Fears about the economic impact of the coronavirus outbreak in China have boosted demand for fixed income in the past week. Peripheral government bonds, which often trade in line with other riskier assets, however, have outperformed even on days when stocks have sold off.
Commerzbank analysts say "flight-to-yield" is dominating over "flight-to-quality" - a phrase that describes the rush to top-rated, safe assets at times of uncertainty. With more than half of the eurozone government bond market in negative yield territory, selloffs or auctions tend to be viewed as an opportunity to buy bonds offering any yield.
Greece on Tuesday attracted record orders for a 15-year bond sale. France also received a strong demand for a 30-year bond sold via a syndicate of banks on Tuesday, with demand reaching 38 billion euros ($42.16 billion) for the 5 billion euro offer. French 30-year bond yields are at 0.69%
A ratings upgrade for Greece on Friday and the failure of Italy's right-wing League to win a key regional election at the weekend, bringing relief to an embattled government, have also boosted sentiment towards southern European bonds. "The negative yields backdrop and the view that this will stay for a while means the traditional investor base is having second thoughts about staying in the German bond market," said Rainer Guntermann, a rates strategist at Commerzbank.

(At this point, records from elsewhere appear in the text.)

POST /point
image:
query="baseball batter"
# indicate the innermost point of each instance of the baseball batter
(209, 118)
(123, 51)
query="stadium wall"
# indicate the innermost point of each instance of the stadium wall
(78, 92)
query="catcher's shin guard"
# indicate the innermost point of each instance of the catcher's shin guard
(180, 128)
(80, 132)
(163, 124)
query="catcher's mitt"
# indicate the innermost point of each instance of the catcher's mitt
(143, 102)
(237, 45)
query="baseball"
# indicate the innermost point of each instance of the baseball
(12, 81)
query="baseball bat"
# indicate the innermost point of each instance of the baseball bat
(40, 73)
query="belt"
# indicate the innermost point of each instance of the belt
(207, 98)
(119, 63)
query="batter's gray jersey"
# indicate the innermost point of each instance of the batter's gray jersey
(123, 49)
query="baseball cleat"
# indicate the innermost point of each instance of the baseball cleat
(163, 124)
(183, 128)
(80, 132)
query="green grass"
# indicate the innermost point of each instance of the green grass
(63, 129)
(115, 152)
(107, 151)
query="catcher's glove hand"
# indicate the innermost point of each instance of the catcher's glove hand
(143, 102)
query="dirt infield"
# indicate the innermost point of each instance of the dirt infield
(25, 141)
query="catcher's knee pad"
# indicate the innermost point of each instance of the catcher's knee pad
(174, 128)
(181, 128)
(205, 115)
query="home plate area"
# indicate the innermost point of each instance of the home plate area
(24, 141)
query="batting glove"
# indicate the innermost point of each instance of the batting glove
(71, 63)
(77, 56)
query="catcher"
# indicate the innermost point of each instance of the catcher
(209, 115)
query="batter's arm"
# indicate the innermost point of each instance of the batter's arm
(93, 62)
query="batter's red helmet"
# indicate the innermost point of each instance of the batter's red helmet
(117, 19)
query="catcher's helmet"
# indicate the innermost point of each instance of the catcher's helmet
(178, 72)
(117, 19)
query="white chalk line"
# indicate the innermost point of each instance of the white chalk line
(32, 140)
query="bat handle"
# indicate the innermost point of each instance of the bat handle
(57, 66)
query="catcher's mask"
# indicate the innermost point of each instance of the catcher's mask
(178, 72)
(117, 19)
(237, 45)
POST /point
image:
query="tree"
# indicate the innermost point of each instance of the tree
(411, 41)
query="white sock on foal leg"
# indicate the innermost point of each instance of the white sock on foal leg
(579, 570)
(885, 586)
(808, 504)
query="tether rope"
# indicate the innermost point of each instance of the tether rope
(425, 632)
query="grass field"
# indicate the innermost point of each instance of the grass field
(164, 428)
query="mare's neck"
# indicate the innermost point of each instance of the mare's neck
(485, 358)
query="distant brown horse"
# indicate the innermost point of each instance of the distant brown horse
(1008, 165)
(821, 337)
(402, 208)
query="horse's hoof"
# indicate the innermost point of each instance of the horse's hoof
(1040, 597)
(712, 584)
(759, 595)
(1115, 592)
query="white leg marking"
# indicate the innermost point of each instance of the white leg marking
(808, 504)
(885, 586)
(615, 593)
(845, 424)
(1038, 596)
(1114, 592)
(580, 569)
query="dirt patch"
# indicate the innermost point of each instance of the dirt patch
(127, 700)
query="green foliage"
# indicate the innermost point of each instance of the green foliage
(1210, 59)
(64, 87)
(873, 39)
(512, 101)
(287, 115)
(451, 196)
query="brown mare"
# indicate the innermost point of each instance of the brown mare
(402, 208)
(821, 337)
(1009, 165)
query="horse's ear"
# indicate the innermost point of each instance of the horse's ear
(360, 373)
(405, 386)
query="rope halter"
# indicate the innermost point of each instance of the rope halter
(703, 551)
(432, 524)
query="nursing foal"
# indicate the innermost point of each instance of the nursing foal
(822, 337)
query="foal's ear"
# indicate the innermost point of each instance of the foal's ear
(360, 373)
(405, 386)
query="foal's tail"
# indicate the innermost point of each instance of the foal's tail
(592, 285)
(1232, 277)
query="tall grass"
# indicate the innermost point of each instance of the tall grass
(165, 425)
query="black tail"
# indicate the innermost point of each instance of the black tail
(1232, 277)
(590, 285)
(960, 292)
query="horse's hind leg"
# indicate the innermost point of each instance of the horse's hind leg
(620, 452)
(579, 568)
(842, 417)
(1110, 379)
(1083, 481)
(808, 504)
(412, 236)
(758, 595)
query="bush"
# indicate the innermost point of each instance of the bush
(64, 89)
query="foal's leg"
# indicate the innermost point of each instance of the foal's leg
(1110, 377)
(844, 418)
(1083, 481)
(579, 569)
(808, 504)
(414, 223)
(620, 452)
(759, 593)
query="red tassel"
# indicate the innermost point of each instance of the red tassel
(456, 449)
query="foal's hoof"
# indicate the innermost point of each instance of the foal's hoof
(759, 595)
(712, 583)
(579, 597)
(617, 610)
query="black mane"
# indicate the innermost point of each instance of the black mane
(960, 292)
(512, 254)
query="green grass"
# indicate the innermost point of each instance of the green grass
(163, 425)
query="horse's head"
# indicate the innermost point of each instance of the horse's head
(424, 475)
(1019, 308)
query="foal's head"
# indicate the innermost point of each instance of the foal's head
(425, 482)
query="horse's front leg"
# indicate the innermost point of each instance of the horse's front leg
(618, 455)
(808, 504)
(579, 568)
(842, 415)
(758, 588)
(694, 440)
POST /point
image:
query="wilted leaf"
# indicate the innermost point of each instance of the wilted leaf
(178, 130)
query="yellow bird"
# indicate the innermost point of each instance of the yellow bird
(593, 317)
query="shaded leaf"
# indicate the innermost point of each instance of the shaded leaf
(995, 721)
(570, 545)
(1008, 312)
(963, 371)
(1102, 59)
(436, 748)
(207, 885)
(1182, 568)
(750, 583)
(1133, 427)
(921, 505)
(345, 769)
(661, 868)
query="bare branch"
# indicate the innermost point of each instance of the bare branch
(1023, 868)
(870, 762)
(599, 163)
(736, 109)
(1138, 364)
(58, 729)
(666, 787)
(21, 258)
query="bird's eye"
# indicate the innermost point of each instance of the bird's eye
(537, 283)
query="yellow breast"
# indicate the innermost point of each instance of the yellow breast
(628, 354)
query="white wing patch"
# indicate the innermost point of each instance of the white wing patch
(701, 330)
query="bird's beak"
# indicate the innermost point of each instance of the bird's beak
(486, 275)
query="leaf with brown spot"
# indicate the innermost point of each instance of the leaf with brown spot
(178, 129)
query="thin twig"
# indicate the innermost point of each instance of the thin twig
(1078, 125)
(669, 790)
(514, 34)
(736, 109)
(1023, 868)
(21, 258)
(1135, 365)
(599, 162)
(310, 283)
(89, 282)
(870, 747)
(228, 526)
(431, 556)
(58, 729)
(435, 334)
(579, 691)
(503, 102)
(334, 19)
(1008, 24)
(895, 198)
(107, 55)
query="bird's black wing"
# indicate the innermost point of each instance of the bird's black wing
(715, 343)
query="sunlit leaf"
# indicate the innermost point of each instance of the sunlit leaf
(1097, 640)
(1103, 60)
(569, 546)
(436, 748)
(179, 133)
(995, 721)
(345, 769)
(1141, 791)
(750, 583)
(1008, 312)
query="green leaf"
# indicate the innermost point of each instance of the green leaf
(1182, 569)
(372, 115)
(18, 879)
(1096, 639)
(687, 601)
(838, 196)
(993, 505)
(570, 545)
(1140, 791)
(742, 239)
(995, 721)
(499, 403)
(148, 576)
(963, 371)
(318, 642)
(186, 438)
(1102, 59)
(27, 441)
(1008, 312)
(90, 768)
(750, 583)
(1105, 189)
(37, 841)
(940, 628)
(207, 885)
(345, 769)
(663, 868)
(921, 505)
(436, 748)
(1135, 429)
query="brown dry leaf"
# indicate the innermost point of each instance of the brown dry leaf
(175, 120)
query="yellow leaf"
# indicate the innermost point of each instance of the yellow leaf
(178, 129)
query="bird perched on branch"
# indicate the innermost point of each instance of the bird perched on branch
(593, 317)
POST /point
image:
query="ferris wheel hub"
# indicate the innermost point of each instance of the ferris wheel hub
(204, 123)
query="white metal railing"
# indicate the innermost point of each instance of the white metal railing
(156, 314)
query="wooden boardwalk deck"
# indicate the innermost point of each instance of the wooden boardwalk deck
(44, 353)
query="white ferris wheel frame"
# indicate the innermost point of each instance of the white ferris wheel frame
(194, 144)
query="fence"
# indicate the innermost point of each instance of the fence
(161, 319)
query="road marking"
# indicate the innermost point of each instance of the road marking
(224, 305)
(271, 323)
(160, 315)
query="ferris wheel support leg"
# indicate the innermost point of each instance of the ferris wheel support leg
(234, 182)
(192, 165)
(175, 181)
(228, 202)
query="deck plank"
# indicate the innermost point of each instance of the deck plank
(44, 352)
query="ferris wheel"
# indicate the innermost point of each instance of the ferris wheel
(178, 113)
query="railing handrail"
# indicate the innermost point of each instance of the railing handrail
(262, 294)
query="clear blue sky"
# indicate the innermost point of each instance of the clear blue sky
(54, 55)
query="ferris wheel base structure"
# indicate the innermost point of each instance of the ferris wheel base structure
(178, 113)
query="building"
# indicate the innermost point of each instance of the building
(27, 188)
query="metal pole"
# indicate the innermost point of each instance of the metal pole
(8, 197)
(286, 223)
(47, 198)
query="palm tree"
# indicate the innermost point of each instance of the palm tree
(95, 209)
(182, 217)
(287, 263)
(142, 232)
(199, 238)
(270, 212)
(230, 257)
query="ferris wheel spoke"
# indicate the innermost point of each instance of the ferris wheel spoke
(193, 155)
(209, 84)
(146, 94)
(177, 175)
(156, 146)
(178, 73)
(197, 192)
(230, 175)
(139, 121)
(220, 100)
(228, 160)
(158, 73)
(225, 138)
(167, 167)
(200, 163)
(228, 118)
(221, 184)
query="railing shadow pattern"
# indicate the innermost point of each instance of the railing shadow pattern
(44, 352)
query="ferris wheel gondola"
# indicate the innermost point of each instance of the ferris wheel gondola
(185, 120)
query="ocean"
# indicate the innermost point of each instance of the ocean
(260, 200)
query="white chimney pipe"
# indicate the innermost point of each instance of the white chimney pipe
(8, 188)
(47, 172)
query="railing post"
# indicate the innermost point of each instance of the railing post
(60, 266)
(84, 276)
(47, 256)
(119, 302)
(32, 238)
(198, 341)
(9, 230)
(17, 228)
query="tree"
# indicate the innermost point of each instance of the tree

"In the periphery, there are some country-specific factors - the weekend election in Italy, the credit ratings upgrade in Greece." Italy's 10-year bond yield fell 3 basis points to 0.994%, its lowest level since mid-October. The closely-watched gap between Italian and German Bund yields narrowed to around 134 bps - its tightest since September.
Analysts at Mizuho said they believed the spread had room to tighten further, adding that 30-year Italian bond yields could fall to 1.5% from current levels around 2%. Trade across eurozone bond markets was expected to be generally subdued ahead of a U.S. Federal Reserve rate decision later in the day.
The Fed is widely expected to keep rates on hold but officials are likely to discuss possible changes to how they manage the U.S. central bank's key overnight borrowing rate. ($1 = 0.9014 euros)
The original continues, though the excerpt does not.